LA CIOCIARA

di Alberto Moravia

La Ciociara di Alberto Moravia
Genere: classici contemporanei
Editore: Libri Bompiani
Pagine: 322
Edizione: 6 marzo 2021

Cari lettori,
in occasione della nostra rubrica “Penne d’autore” dedicata questo primo mese del nuovo anno ad Alberto Moravia abbiamo pensato di parlarvi de “La Ciociara” opera di grande intensità che abbiamo amato

a cura di Elide

Sinossi:

La ciociara è la storia delle avventure e disavventure di due donne, madre e figlia, costrette a passare un anno vicino al fronte del Garigliano tra il 1943 e il 1944. Ma è anche e soprattutto la descrizione di due atti di violenza, l’uno collettivo e l’altro individuale: la guerra e lo stupro. Dopo la guerra e dopo lo stupro né un paese né una donna sono più quello che erano. È avvenuto un cambiamento profondo, che si manifesterà più tardi in modi imprevisti e incalcolabili; un passaggio si è verificato da uno stato di innocenza e di integrità a un altro di nuova e amara consapevolezza. D’altra parte, tutte le guerre che penetrano profondamente nel territorio di un paese e colpiscono le popolazioni civili sono stupri; più di tutte quella che, per la prima volta nei tempi moderni, rastrellò l’Italia intera, dal Sud al Nord, portando nelle località più isolate e ignare le armi e l’arbitrio delle popolazioni straniere. La ciociara non è un libro di guerra; è un romanzo in cui la guerra è vista con gli occhi di chi la soffrì senza combatterla: i civili, con le loro speranze, avventure e delusioni, che in un primo momento si illusero forse di restarne fuori e poi ebbero a soffrirne le peggiori conseguenze. È una storia che narra l’esperienza umana di quella violenza profanatoria che è la guerra.

Recensione

«Così è la guerra, pensai: tutto sembra normale e invece, sotto sotto, il tarlo della guerra ha camminato e gli uomini hanno paura e scappano, mentre la campagna, lei, continua, indifferente, a buttar fuori frutta, grano, erba e piante come se nulla fosse»

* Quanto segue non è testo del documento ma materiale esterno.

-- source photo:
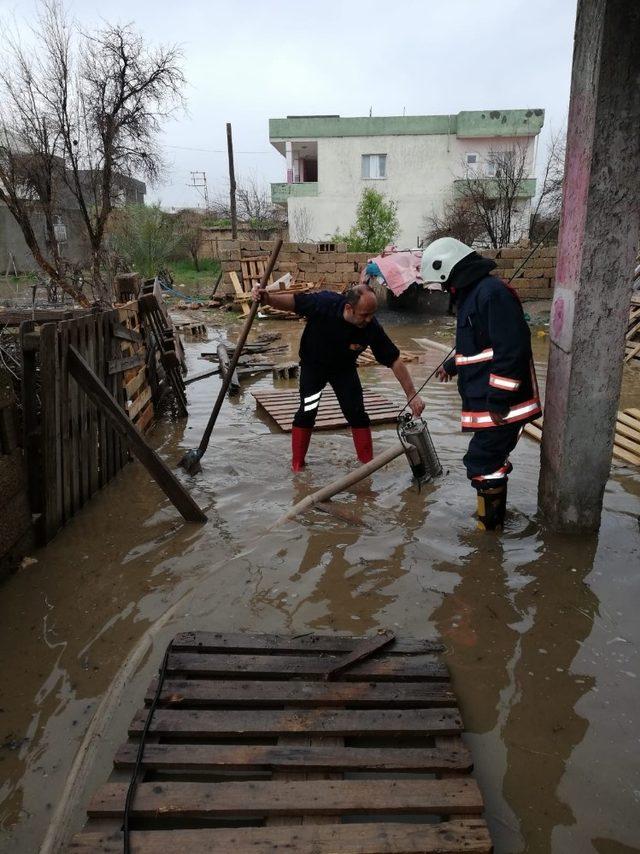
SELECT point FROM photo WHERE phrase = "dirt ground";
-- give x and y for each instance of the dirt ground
(541, 631)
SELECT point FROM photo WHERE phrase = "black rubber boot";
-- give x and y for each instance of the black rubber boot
(492, 506)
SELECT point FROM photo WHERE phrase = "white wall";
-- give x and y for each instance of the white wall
(420, 175)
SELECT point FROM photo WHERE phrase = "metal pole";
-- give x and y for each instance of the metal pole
(232, 185)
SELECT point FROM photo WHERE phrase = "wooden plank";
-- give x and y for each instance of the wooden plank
(136, 383)
(357, 695)
(450, 837)
(156, 467)
(126, 334)
(118, 366)
(313, 797)
(139, 403)
(237, 287)
(224, 365)
(389, 669)
(51, 445)
(237, 642)
(366, 648)
(218, 757)
(347, 723)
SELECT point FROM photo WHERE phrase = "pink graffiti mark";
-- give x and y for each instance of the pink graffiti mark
(557, 323)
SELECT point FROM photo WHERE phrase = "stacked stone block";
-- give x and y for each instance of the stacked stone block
(537, 277)
(338, 269)
(335, 270)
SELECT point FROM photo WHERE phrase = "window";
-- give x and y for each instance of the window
(374, 165)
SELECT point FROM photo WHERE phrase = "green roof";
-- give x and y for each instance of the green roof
(477, 123)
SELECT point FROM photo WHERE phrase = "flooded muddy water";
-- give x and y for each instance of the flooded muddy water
(541, 631)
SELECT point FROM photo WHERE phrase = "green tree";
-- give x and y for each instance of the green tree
(145, 237)
(376, 224)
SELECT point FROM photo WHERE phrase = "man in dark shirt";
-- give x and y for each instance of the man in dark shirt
(339, 328)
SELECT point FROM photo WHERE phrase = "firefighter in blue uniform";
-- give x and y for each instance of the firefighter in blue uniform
(494, 366)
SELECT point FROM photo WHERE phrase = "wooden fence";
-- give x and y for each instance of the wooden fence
(15, 515)
(72, 448)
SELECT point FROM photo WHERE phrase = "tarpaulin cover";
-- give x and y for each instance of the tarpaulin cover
(399, 269)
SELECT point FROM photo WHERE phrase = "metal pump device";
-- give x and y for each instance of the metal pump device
(419, 448)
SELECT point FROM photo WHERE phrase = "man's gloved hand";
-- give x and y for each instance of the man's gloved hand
(417, 406)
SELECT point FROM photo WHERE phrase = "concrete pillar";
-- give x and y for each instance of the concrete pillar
(597, 247)
(289, 155)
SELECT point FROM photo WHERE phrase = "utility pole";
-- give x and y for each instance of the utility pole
(597, 247)
(232, 185)
(199, 182)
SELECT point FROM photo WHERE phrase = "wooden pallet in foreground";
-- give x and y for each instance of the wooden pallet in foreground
(252, 750)
(282, 405)
(626, 443)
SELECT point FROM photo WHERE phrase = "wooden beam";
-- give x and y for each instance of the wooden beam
(159, 471)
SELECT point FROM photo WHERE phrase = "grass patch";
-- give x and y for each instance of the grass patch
(195, 282)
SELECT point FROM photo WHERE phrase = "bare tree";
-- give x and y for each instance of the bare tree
(494, 199)
(459, 219)
(92, 105)
(546, 211)
(302, 222)
(253, 200)
(192, 237)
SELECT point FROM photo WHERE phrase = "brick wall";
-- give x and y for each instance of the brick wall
(536, 279)
(306, 263)
(338, 268)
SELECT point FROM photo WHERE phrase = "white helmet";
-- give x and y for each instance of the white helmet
(440, 257)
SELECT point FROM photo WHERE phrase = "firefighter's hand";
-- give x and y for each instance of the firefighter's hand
(258, 293)
(417, 406)
(497, 419)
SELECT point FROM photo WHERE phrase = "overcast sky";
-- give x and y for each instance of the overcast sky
(251, 60)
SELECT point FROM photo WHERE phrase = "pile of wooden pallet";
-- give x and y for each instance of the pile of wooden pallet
(626, 442)
(165, 354)
(252, 272)
(133, 365)
(632, 348)
(261, 743)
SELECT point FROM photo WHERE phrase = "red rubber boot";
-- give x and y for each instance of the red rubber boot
(363, 442)
(300, 438)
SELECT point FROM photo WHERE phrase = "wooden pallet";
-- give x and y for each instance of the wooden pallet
(139, 403)
(626, 443)
(367, 358)
(283, 404)
(251, 750)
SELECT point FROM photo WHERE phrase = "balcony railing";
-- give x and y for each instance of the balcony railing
(281, 192)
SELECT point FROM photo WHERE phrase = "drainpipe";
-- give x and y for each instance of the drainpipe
(289, 154)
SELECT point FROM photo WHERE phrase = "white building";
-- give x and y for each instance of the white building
(414, 160)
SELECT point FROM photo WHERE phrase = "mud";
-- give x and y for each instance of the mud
(541, 631)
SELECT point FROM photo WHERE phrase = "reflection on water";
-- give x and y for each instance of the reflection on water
(541, 631)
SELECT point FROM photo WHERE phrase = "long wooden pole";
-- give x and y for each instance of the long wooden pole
(108, 405)
(232, 185)
(190, 461)
(343, 483)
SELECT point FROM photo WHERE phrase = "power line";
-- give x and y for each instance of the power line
(212, 150)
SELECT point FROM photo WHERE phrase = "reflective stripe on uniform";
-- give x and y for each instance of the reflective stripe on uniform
(501, 472)
(484, 356)
(517, 413)
(505, 383)
(312, 401)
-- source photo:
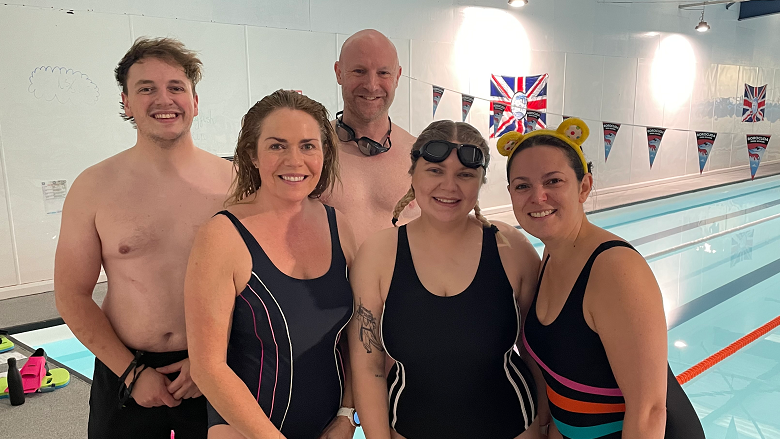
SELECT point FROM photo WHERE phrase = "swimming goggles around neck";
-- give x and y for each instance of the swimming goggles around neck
(436, 151)
(366, 145)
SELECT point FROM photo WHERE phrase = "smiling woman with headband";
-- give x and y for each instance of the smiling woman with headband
(447, 310)
(596, 325)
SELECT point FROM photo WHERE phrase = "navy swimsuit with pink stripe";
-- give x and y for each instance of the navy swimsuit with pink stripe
(284, 339)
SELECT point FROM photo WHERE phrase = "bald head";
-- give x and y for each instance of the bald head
(368, 41)
(368, 72)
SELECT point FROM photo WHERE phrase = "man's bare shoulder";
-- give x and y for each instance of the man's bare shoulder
(97, 176)
(215, 166)
(403, 137)
(379, 244)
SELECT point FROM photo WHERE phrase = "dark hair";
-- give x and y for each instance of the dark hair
(169, 50)
(247, 178)
(544, 140)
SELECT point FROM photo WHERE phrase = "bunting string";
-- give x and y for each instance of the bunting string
(549, 113)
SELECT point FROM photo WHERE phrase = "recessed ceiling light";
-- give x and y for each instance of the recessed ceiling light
(702, 26)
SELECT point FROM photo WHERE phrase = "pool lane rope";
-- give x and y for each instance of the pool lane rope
(729, 350)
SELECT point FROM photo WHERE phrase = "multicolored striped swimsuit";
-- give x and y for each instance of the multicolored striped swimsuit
(585, 400)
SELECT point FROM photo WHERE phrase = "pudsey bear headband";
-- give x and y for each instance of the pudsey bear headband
(572, 131)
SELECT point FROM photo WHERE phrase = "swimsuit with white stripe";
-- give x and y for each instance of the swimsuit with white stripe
(457, 374)
(283, 340)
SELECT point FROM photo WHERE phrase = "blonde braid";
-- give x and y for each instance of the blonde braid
(485, 223)
(401, 205)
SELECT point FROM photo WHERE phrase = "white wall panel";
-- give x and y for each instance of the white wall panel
(649, 109)
(573, 23)
(720, 155)
(619, 90)
(616, 18)
(8, 266)
(728, 101)
(773, 115)
(70, 122)
(703, 98)
(292, 60)
(552, 63)
(584, 86)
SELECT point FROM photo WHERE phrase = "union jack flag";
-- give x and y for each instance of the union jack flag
(754, 103)
(503, 88)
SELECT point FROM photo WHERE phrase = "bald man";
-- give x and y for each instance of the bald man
(374, 152)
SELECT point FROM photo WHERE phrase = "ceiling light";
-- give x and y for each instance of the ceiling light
(702, 26)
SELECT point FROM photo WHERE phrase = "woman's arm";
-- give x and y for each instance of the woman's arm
(209, 296)
(625, 307)
(521, 264)
(341, 426)
(365, 342)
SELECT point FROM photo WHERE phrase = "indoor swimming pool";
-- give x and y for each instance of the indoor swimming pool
(716, 255)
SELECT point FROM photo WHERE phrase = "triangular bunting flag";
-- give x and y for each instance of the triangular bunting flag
(654, 136)
(754, 103)
(757, 144)
(467, 101)
(610, 132)
(704, 142)
(437, 93)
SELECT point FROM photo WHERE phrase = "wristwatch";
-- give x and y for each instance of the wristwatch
(351, 414)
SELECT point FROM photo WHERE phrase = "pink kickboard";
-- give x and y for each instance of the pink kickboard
(33, 372)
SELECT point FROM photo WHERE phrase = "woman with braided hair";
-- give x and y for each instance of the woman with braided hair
(448, 310)
(596, 327)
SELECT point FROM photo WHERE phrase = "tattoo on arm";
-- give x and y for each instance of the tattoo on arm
(369, 330)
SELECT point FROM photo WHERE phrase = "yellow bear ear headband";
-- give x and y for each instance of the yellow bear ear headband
(573, 131)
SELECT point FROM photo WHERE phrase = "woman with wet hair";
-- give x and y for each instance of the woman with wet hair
(596, 326)
(266, 292)
(447, 310)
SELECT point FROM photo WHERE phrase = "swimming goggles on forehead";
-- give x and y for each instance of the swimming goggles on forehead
(436, 151)
(366, 145)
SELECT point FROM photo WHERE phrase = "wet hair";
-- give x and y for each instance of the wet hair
(169, 50)
(544, 140)
(446, 130)
(247, 177)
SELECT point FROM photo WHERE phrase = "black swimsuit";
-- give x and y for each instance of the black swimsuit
(585, 400)
(457, 374)
(283, 339)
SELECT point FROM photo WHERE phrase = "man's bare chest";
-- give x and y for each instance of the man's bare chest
(374, 184)
(152, 224)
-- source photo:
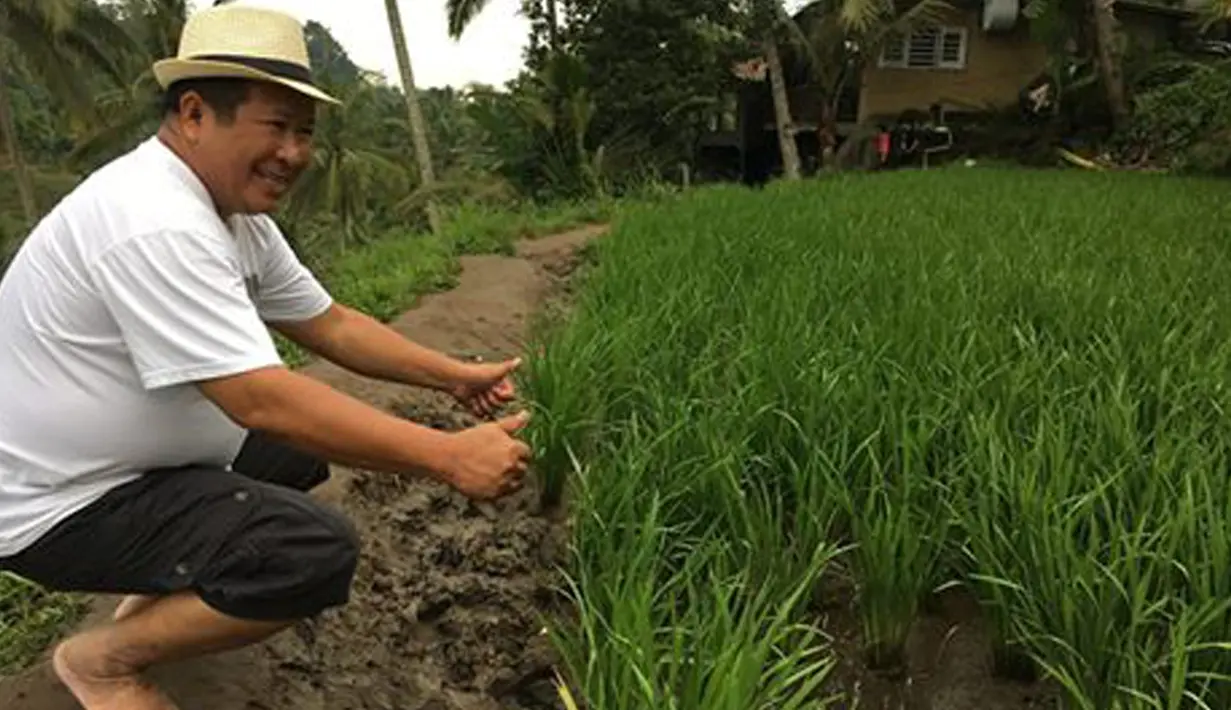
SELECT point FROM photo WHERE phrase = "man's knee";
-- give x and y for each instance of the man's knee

Correva l’anno 1957 quando “La Ciociara”, opera frutto dell’esperienza vissuta in prima persona da Alberto Moravia durante i nove mesi di permanenza in quel di Fondi, ovvero tra il 1943 e il maggio 1944, prese forma per prendere poi posto tra gli scaffali delle librerie e nel cuore dei lettori in modo indelebile.

Ed è traendo spunto da un fatto realmente accaduto che viene introdotto il personaggio di Cesira, donna di origine contadina della Ciociaria, trasferitasi a Roma a seguito del matrimonio con un pizzicagnolo deceduto prematuramente, che a questa lascia in eredità un negozio (a cui si affianca l’attività di borsa nera dalla stessa posta in essere), una abitazione e una figlia, Rosetta. Quest’ultima ha un ruolo in crescita e in evoluzione nell’opera, ma andiamo per gradi. In queste prime pagine la conosciamo quale una figura devota, giovane, ingenua, dall’animo cristallino e puro.

Ma la vita cittadina diventa sempre più complessa e difficile. Il pericolo è imminente, la guerra un alito che senti sulla schiena. Ecco perché Cesira decide di abbandonare la capitale per tornare tra quelle campagne che l’hanno vista nascere. Sistemate le questioni burocratiche il viaggio ha inizio e sin da subito si dimostra ricco di minacce, rischi e azzardi. Tutto ha però un prezzo, anche la mera sopravvivenza che cercano di raggiungere le due donne tra quei monti, tra quei pastori tanto furbi quanto disperati, tra quella povertà e ignoranza che porta un giorno a sostenere i nazisti e fascisti, l’altro gli americani e la liberazione.

Tra questi volti e queste voci soltanto Michele, personaggio chiave del titolo, si è realmente reso conto di quel che significa la Guerra e di cosa questa rappresenta davvero. Perché questa non è solo morte e distruzione, quanto anche oltraggio all’essere, alla cultura, alla tradizione, all’individuo, alla libertà, al vivere e al vivere dignitosamente. Perché il conflitto colpisce nell’anima, colpisce l’onestà, trasforma, muta, plasma a sua immagine e somiglianza e rende irriconoscibile il proprio volto.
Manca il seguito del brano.